The 26-year-old reporter for the Arab-language Al Arabiya television channel lived near the site of a Sunday morning battle between insurgents and U.S. soldiers along Baghdad's Haifa Street. He died from injuries suffered when a Bradley fighting vehicle, disabled in the battle, exploded behind him as he was filming a report.
"He really loved the work and he was brave," said Rajih Khalil, a graduate student here at Mustansiriya University and Tumeizi's roommate, recovering from leg and chest injuries in Baghdad's Karch Hospital.
Khalil and Tumeizi, both Palestinians from the West Bank city of Hebron, met in 1997 while students at Baghdad University's School of Journalism. Khalil accompanied Tumeizi on Sunday to cover the battle.
"He was in a hurry to get finished before the other channels arrived," Khalil said.
Without a video camera of his own, Tumeizi borrowed one from a colleague working with Reuters news agency and used it to tape a brief report. But as the pair were heading away from the scene of the battle, "he remembered that he forgot to say, 'This is Mazen al-Tumeizi,' " Khalil said.
Footage broadcast on Al Arabiya shows Tumeizi standing about 20 feet in front of the burning Bradley fighting vehicle with a crowd in the background milling around the wreckage. As the American vehicle is engulfed in smoke by the explosion, Tumeizi appears to double over and wince. He is then heard shouting, "I'm going to die," as the cameraman scrambles for cover.

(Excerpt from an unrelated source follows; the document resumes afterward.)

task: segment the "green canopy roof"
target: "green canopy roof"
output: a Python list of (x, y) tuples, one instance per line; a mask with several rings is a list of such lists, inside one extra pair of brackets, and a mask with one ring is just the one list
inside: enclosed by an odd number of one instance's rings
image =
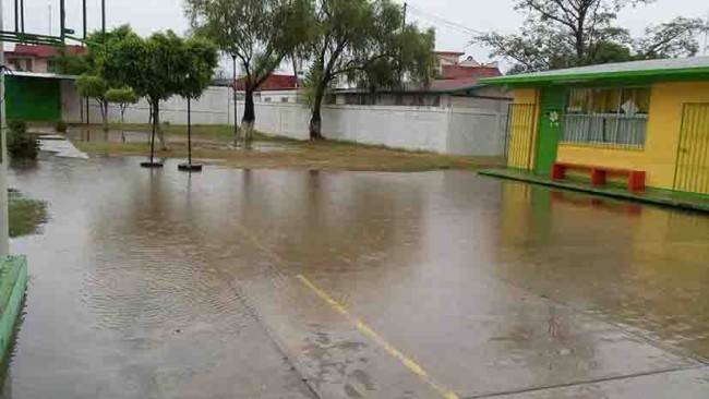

It's unclear from the footage whether the explosion was caused by a rocket fired by a U.S. helicopter -- something Haifa Street residents claim and the military denies.
Iraqi Interior Ministry spokesman Sabah Kadhim said Tumeizi was "a good chap" who had interviewed him several times. U.S. Embassy spokesman Richard Schmierer said he had tried unsuccessfully to contact the Al Arabiya bureau to offer his condolences.
"We knew and worked well with the journalist who was killed," he said. "He's covered some events that we've organized. We certainly feel great sympathy, and we certainly plan to be in contact with Al Arabiya about it."
Tumeizi is the third Al Arabiya employee killed in Baghdad this year. In March, journalist Ali Khatib and cameraman Ali Abdul Aziz were shot by U.S. troops at a Baghdad checkpoint.
The American military said the deaths were accidental and expressed regret for the incident.